駒田蒸留所へようこそ(2023年)

 よくも悪くもドキュメンタリーのような話。若い女性社長琉生がウィスキー復活のために奮闘したり、無気力ウェブメディア記者光太郎の心持が変化する過程の描写は、うまい。後味のいい『ザ・ノンフィクション』みたいな。

 ただ、いましている仕事は本当にやりたかったことなのか、そもそもやりたいことって何みたいなテーマは落とし込めているものの、ストーリーテリングはもう一声といった感じ。火事で倉庫が燃える原因は描写的にどうみても光太郎がへたにスイッチをいじったからなのだが、原因と結果が示されるだけで、そこから想起されてもよい光太郎の変化や、人間関係の変化は起きない。火事の後付け感はなくなっているが、かえって新たな引っかかりができてしまう。火災原因の漏電の発生要因が作中では追究されなかったとはいえ、光太郎許されるどころか罪を問われもせんの? みたいなね。

 設定でいうと琉生の「わかば」のヒットと蒸留所の経営状況の関係とか、同業他社で働く琉生の兄が、実家とはいえ手伝っていいのかとか、ポイントはあるっちゃある。

 

 物語ではなく実話を脚色してアニメ化、みたいな立ち位置と考えればよい話。

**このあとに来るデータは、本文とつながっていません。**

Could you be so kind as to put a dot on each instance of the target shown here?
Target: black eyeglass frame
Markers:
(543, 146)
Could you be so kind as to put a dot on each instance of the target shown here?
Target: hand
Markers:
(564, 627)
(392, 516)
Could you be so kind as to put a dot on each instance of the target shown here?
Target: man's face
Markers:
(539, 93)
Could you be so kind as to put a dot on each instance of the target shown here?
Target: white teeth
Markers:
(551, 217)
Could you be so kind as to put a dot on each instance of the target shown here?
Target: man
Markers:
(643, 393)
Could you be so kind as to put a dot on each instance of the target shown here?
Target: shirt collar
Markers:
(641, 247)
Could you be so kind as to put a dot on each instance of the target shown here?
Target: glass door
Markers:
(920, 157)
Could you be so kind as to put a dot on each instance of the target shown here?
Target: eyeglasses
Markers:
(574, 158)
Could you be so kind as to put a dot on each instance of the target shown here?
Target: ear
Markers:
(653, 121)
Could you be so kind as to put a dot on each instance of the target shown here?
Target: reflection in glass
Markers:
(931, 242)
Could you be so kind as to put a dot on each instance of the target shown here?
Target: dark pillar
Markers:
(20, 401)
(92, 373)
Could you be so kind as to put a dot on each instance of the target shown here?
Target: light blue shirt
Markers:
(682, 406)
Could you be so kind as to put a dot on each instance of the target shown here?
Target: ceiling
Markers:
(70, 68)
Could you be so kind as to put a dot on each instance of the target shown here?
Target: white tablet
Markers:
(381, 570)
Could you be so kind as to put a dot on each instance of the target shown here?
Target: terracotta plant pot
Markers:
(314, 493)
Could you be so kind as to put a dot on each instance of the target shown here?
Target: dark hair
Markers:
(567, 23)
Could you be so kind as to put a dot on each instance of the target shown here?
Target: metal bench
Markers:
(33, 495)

せっかく創作なのだから、もうちょい見せ方は外連味あってもいい。琉生のテイスティングノートは、そういう意味ではおもしろい。本筋とはあまり関係なかったですが。

 ちなみにWikipediaを読む限り、モデルとなった若鶴酒造の三郎丸蒸留所の歴史が思った以上に参照されているぽい。帰路、久々にウィスキーが飲みたくなり、件の三郎丸の十年明買ってしまった。生活費もうありません。